# Electrolux RM21 Fridge



## corbygeordie (May 1, 2005)

Hi All,
Hope that somebody out there can help me with a problem I have on my fridge.
Whilst on hols recently, the pilot light seemed to take longer and longer to light and eventually would not stay lit at all!!!
I changed the thermocouple on our return but it was still the same, any suggestions before i spend a fortune down at the local dealers?
thanks
David
PS the burner does burn with a nice blue colour when I hold the gas valve in.


----------



## Bazbro (May 9, 2005)

A tip that I was given by the engineer who repaired mine, was to NOT point the tip of the igniter downwards (which everyone does apparently) It should point upwards so that the bend in the end of the igniter is the path for the spark, not the tip.

Maybe your problem?


----------



## corbygeordie (May 1, 2005)

*Electrolux RM212*

Thanks Chaps,
Just off to try and sort it out now, will let you Know how I get on.
David
Corbygeordie


----------



## 88724 (May 9, 2005)

Hi 

The tip pointing trick may be of use if the Fridge was not lighting at all, However it is lighting but not staying lit.

This could be one of a few things

The Flame failure device is packing up, Thermo couple this was the most likely, but already changed.

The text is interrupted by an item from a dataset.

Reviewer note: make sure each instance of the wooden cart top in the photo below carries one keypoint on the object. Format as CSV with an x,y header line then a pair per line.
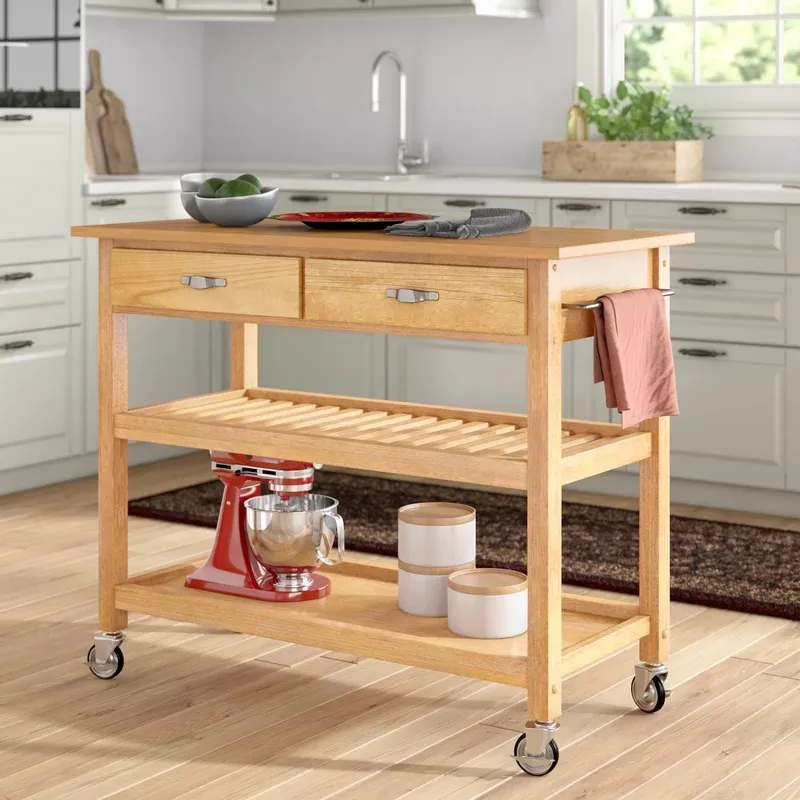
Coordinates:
x,y
272,237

Only other thing is the gas valve itself (behind the Gas Knob, reason I think this is your last but about it stays on nice and blue while you hold knob in.


----------



## corbygeordie (May 1, 2005)

*Sorted!!!!!*

Thanks for all the help folks, it's sorted now.
The problem turned out to be low gas pressure due to a faulty cylinder regulator.
Found it by swapping over the supply.
Morale: check the obvious things first.

regards to all
David ( corbygeordie)


----------